Google+ Badge

viernes, 2 de enero de 2009

EL BUEN AMOR EN LUCHA CON LA CONCUPISCENCIA

Un texto de San Agustín que explica
las consecuencias del Pecado Original


Introducción al texto
Se llama Concupiscencia al desorden de las pasiones, que no obedecen a la razón. Por ejemplo: el hombre que no logra dejar de comer lo que sabe que le hace daño; que sabiendo que el adulterio es malo no logra dominarse. etc. etc.

El Buen Amor tiene que luchar contra la Concupiscencia
especialmente con el desorden de la pasión sexual que se llama lujuria.

El Señor vino a salvar el amor humano, que desde la caída del pecado original, está herido y en muchos casos paralítico, languideciente, agonizante y hasta muerto.
Todos los amores humanos deben ser salvados para que sea salvado el hombre perdido en el egoísmo y el desamor. No puede ser feliz sin amar, pero no sabe ni logra amar.
Entre todos los amores, el amor esponsal es el que principalmente y más urgentemente necesita reparación, tratamiento y sanación.

Sólo la revelación divina acerca del pecado original y de sus consecuencias explica lo que ha sucedido en la humanidad y lo que vemos que hoy sucede con el amor humano y la epidemia de fracasos amorosos, matrimoniales y familiares, que nos aqueja.

EL BUEN AMOR ES DIFERENTE

Ser diferente en medio del mundo en que uno vive, cuesta. Pero vale la pena.
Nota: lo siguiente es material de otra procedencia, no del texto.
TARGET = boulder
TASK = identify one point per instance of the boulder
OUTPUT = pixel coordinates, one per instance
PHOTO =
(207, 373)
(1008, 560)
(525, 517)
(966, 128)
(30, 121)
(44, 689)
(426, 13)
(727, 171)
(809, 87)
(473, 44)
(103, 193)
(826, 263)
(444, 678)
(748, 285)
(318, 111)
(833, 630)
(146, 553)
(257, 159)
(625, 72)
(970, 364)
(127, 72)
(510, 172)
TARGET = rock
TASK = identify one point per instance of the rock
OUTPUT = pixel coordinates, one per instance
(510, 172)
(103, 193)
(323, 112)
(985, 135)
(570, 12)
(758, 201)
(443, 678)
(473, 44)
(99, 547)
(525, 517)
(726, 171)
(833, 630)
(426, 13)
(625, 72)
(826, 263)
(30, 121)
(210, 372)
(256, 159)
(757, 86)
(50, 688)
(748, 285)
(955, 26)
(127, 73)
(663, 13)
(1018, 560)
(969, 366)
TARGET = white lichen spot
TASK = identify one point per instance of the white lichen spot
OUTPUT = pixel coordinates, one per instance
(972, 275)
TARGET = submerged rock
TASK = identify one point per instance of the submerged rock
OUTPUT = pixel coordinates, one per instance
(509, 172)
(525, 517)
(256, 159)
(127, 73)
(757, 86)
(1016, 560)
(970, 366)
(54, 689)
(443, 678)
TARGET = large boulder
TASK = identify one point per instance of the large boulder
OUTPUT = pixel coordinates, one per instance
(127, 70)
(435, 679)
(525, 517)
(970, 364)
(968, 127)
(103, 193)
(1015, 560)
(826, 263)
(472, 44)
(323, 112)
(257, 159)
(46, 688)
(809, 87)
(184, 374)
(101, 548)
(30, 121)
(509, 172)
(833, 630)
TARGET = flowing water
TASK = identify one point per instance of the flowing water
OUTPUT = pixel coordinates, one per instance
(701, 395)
El Buen amor es diferente y exige que tú lo seas, si quieres amar bien y ser bien querido. Y no es fácil cuando se tiene un mundo en contra. La situación no es nueva.
Así se lo dice el Señor al pueblo elegido en la Ley de Santidad que leemos en Levítico.
“No hagáis como se hace en la tierra de Egipto, donde habéis habitado, ni hagáis como se hace en la tierra de Canaán a donde os llevo; no debéis seguir sus costumbres” (Lev 18,3).
El pueblo del Señor debe ser santo y para eso es imprescindible que la sexualidad no se separe del Buen Amor. Recomiendo la lectura completa de Levítico 18, 1-30.

Esto es precisamente lo que sucedía en toda la humanidad antes de la aparición del Pueblo elegido en el concierto de los pueblos. Precisamente, la descendencia de Abraham es elegida para que en ella sean bendecidas todas las naciones. Comienza con ella una escuela de santidad del amor esponsal que apunta a sanar una llaga universal de los hombres. Una llaga que era y es, porque sigue abierta, consecuencia del pecado original y debe ser sanada. La llaga del sexo sin amor, invade y despersonaliza la relación entre el varón y la mujer matando e imposibilitando el buen amor. El Buen Amor: el único que puede dar la felicidad que la sexualidad engañosamente promete pero no puede dar.